Coconut's savvy business team want to limit the sponsored posts to two a month. With her followers, that means she can pocket about $5400 a post, which adds up to a staggering potential annual income just shy of $125,000.
That's about the same salary a general practitioner earns.
Coconut — well, Lai — even sells merchandise on her website with items including a poster and a calendar. A mug with a photo of Coconut running beside the Golden Gate Bridge is fetching nearly $30.
Lai said he originally created social media accounts as a fun way to document his best friend's life.
Her audience accrued naturally until a Hong Kong social media website, 9GAG, posted one of her videos and the pooch's followers shot up by 50,000.
Lai told the publication he spends a couple of hours a day editing videos, constructing posts and engaging with the hundreds of thousands of fans.

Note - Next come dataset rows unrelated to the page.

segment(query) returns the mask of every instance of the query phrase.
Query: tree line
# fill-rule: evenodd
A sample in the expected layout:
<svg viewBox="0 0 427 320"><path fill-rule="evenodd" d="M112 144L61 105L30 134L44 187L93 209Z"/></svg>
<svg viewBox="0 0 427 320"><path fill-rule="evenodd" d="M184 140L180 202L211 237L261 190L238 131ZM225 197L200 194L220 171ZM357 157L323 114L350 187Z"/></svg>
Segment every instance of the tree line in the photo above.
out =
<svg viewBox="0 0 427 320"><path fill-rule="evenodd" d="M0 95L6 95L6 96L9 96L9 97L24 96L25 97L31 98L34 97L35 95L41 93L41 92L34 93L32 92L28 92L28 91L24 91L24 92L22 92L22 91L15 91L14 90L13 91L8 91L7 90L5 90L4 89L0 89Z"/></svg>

I know what you're thinking because I was thinking the same thing. My dog is obviously cuter than any other so surely I can turn a financial loss — thanks to all those trips to the vet with a gutful of sticks — into a money earner I'd otherwise need a medical doctor's degree to pocket.
But Lai says the changing Instagram algorithm makes it harder than ever to build a profitable following.
He told the San Francisco Chronicle that Instagram was still the most lucrative platform but said the video equivalent TikTok was now the easiest to grow an audience.
On the platform, you select a song to accompany your video and other users can stumble across your posts by searching for the music played.
Lai says it means you're much more likely to land in users' feeds because of this.
Coconut is clearly a handsome pooch, but her owner doesn't want his best friend taking all the credit for the lucrative income.
Lai said most of the success is due to him building a connection with the huge following.
"Videos and captioning, that's what everyone likes these days," he said. "You're giving a voice to your dog."